With dining rooms closed or limited in capacity, brands have seen a massive increase in online, carryout, and drive-thru ordering. Additionally, consumers are looking for easy ways to pick up their food without having to interact with other guests, which is why ‘retro’ concepts like drive-ins have made a comeback in 2020. If your current location or brand lacks the ability to serve consumers in their cars, ultra-low interest rates could make once out-of-reach renovations a realistic possibility, subject to municipal approval.

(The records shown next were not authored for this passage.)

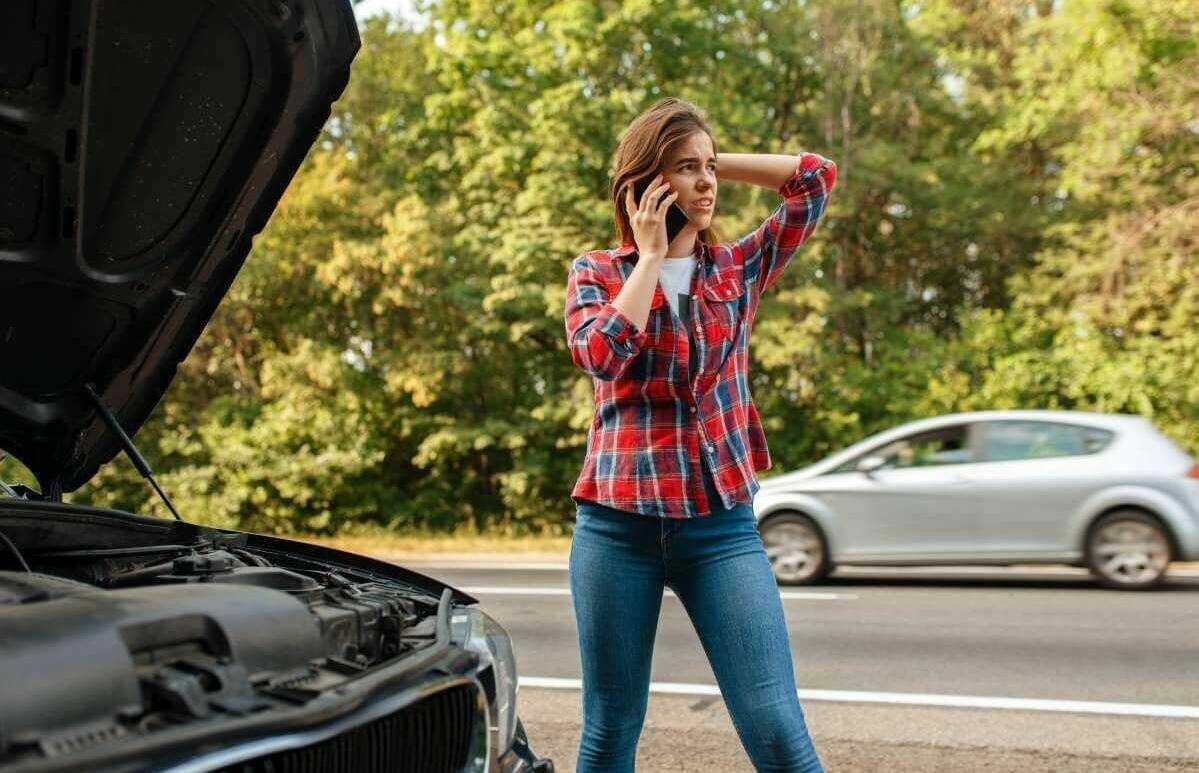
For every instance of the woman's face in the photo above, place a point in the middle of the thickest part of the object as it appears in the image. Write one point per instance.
(691, 170)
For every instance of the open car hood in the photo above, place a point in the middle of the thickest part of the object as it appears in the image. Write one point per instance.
(142, 146)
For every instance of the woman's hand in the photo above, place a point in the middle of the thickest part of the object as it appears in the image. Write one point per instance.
(649, 219)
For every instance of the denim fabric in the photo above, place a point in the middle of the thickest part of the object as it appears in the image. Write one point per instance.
(620, 562)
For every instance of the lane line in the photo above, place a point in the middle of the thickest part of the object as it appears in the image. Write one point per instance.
(499, 590)
(848, 571)
(915, 699)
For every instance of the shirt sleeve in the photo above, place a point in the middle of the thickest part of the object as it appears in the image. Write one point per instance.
(602, 339)
(767, 249)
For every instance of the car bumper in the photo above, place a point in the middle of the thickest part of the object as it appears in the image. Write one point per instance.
(520, 758)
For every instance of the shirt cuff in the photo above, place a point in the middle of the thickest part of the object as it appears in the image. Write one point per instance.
(621, 330)
(812, 174)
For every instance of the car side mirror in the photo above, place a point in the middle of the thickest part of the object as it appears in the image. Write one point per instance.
(869, 464)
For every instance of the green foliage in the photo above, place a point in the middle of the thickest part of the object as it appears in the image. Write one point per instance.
(1013, 227)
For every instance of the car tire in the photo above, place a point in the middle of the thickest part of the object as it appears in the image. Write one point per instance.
(796, 548)
(1127, 550)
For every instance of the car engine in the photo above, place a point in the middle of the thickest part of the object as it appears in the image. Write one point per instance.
(102, 644)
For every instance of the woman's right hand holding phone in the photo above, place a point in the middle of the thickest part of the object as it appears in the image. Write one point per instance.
(649, 218)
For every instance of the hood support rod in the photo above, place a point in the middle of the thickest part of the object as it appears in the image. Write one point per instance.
(130, 448)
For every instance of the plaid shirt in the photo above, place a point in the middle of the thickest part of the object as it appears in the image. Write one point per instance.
(655, 420)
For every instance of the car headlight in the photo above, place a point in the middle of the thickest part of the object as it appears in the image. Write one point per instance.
(477, 632)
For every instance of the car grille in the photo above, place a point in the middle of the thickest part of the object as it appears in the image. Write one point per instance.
(429, 736)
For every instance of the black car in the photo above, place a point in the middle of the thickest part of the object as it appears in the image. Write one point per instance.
(142, 145)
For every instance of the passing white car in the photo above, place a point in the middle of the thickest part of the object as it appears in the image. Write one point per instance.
(1102, 490)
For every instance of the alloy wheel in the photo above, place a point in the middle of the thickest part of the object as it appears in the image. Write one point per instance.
(1130, 551)
(795, 549)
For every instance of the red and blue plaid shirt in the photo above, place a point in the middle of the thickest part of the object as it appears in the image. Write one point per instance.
(655, 421)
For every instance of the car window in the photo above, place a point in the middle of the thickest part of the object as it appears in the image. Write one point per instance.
(1005, 441)
(947, 445)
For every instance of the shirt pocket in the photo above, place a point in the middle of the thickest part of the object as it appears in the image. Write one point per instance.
(724, 300)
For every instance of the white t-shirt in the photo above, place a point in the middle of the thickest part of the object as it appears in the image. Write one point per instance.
(675, 278)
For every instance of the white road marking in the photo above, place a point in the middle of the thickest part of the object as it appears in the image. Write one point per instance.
(914, 699)
(500, 590)
(848, 571)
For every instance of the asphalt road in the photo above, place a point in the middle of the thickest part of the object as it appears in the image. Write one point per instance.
(899, 670)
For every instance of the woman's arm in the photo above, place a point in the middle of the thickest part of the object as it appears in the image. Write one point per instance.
(805, 182)
(769, 170)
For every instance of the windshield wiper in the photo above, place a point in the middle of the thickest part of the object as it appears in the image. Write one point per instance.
(134, 456)
(4, 487)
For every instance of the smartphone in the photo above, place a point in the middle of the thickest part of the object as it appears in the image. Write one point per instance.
(675, 217)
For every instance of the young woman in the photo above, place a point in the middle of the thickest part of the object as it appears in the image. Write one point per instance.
(664, 496)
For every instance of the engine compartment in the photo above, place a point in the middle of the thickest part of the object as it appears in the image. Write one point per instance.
(102, 644)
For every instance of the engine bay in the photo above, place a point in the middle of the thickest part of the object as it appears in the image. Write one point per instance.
(101, 644)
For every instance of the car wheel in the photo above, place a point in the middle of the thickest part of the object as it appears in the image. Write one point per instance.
(796, 549)
(1128, 549)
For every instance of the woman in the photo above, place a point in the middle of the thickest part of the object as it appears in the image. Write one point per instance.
(664, 496)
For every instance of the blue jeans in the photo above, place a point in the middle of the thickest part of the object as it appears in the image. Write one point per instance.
(717, 566)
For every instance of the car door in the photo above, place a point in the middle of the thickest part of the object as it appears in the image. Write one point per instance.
(1031, 477)
(917, 503)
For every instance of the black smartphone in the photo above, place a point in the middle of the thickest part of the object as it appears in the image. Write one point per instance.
(675, 217)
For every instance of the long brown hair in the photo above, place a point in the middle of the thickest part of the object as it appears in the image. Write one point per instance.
(643, 149)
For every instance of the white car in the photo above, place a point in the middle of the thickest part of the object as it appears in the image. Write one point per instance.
(1102, 490)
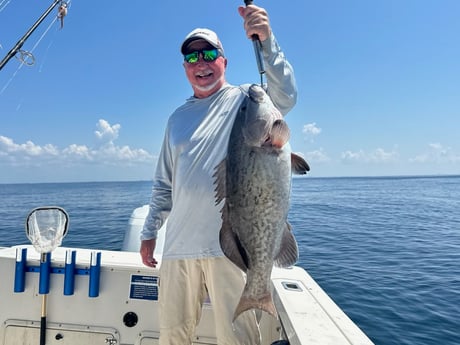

While a drive-thru may seem like running an additional business out of your restaurant and can be a significant cost, drive-thru sales can account for 65 percent or more of the revenue for some restaurants. Drive-thrus attract consumers who may have literally driven past your business because it wasn’t convenient; what’s more, drive-thru checks are often higher than in-restaurant dining. A less expensive option could be a pick-up window to serve guests who specifically order ahead. Either way, adding throughput capacity to serve additional off-premises guests and attracting new ones by improving your existing asset could lead to the boost in sales and return on investment you’re looking for.

Lock in a long-term lease while strong tenants and brands are in demand

For reasons mentioned in the paragraphs above, landlords may not have quite the leverage they had just a few months ago. It’s not only restaurant operators who have been impacted, but nearly every business segment in America. That leaves those looking for new space or seeking to extend the lease on an existing location in a near-term position to capitalize on the commercial real estate market’s current instability and future outlook. Landlords may be more willing to negotiate on lease terms or add years to a lease at favorable rates if they know they have a tenant who can pay in full and on time. Negotiating with landlords can be an additional way to leverage your real estate asset to unlock cash flow for your business.

No doubt, the franchisees best positioned for success pre-COVID were those backed by strong franchisors, but moving forward they must also be grounded in solid decisioning around real estate. Many factors are placing those franchisees in a stronger position to leverage great real estate to spark additional growth. With interest rates at record lows, incentives for development being offered by multiple chains, along with unprecedented opportunities in many real estate markets, there is truly no better moment for franchisees to make their next move.

Don Crocker is the Chief Development Officer of Inspire Brands. Inspire Brands is a multi-brand restaurant company whose current portfolio includes more than 11,000 Arby’s, Buffalo Wild Wings, SONIC Drive-In, Rusty Taco, and Jimmy John’s locations worldwide.